When demonstrating, she invites fellow musician and friend PHER to join the stage and sing into two separate microphones. One patched through Hollly+, and the other just amplified PHER’s natural voice.  

Instantly, you can hear the natural ticks and imperfections in PHER’s voice, making it much more listenable than Holly’s generated one. While the idea of imperfection as perfection might sound counterproductive, the AI model featured a perfectness that was ultimately unnatural and eerie compared to PHER’s natural timbre.

Nonetheless, the issues with Holly+ do not take away from the technological feat that Herndon has managed to pull off - but does that transfer over to a musical feat? It would depend on the listener. 

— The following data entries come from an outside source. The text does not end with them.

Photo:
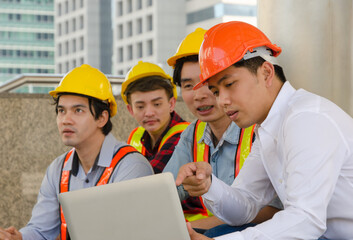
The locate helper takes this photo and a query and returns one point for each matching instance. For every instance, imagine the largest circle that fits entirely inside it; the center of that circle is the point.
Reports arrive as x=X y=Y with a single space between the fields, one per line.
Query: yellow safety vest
x=201 y=153
x=136 y=135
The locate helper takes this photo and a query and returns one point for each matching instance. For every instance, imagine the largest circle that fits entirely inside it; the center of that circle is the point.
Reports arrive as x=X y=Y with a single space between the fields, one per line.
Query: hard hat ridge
x=228 y=43
x=88 y=81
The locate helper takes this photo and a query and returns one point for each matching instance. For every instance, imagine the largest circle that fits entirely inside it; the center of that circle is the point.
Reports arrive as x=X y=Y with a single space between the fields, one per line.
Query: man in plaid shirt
x=150 y=95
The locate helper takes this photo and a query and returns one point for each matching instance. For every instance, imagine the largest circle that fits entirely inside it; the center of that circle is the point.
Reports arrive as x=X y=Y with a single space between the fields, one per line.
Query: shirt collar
x=231 y=135
x=103 y=159
x=279 y=107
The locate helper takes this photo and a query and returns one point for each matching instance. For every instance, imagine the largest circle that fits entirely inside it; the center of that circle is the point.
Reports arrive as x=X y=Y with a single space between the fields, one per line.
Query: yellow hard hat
x=189 y=46
x=141 y=70
x=88 y=81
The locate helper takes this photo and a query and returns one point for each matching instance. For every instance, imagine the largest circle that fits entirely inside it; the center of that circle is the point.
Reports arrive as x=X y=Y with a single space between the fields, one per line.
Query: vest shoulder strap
x=200 y=149
x=107 y=173
x=177 y=128
x=135 y=138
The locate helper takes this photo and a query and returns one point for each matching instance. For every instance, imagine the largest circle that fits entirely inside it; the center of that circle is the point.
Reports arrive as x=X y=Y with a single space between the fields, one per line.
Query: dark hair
x=148 y=84
x=253 y=64
x=179 y=66
x=98 y=106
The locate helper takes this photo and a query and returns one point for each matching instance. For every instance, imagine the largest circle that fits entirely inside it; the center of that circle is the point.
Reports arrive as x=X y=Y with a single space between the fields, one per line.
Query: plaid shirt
x=159 y=159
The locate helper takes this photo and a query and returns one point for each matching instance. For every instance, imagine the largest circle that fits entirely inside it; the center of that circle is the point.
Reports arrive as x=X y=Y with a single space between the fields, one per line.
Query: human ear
x=172 y=102
x=129 y=108
x=268 y=73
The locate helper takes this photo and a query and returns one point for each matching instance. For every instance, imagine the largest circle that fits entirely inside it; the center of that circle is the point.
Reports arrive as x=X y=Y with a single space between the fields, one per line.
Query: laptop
x=146 y=208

Holly Herndon, along with others, has embraced the advancement of AI within the arts rather than shying away. Creating Holly+ along with, she’s breaking down a barrier and attempting to morph the two worlds of tech together on artists' terms. 

In an interview with Art In America on the creation of her platform, Herndon explicitly states, “Well, AI is just us. AI is human labour obfuscated through a terminology called AI, and our goal is to use technology to allow us to be more human together.

In this quote, Herndon raises an important point: AI is essentially human labour, and if transparency is achieved, it can be used to help rather than hinder the art scene. 

Additionally, Professor Giblin added to this thought process, claiming that “it’s important that we don’t have a kneejerk response to this [AI] by saying ‘oh we need to fix this by making it illegal to play with.’ The collateral damage that could come with that could be problematic as well

“We have no idea how much further this can be taken because we’re really at the frontier.”

Regarding ethical questions outside legal frameworks, the debate for artists essentially comes down to consent. As the law evolves to suit the technological age, we will see a new wave of artists positively interacting with AI and willingly lending their music to AI to learn. This is already happening but in the small minority.

Possibly, the solution doesn’t lie in a fear-based response of sticking your head in the sand or banning the technology altogether—instead, a constant stream of discourse and cooperation between technology, humans and companies that encourages transparency. At the end of the day, artists need clarity so that they can negotiate how they’d like to proceed, whether that’s removing themselves from the data or asking for remuneration or credit. 

Keeping the artist in the equation should always be the solution, but copyright laws and AI-generated programs currently don’t allow for this. Instead, artists are being shut out of the conversation at a time when artists' contribution is needed most. Thinking of AI and artists in a symbiotic relationship might be the step we need to integrate AI safely into the arts while still protecting the livelihoods of music makers.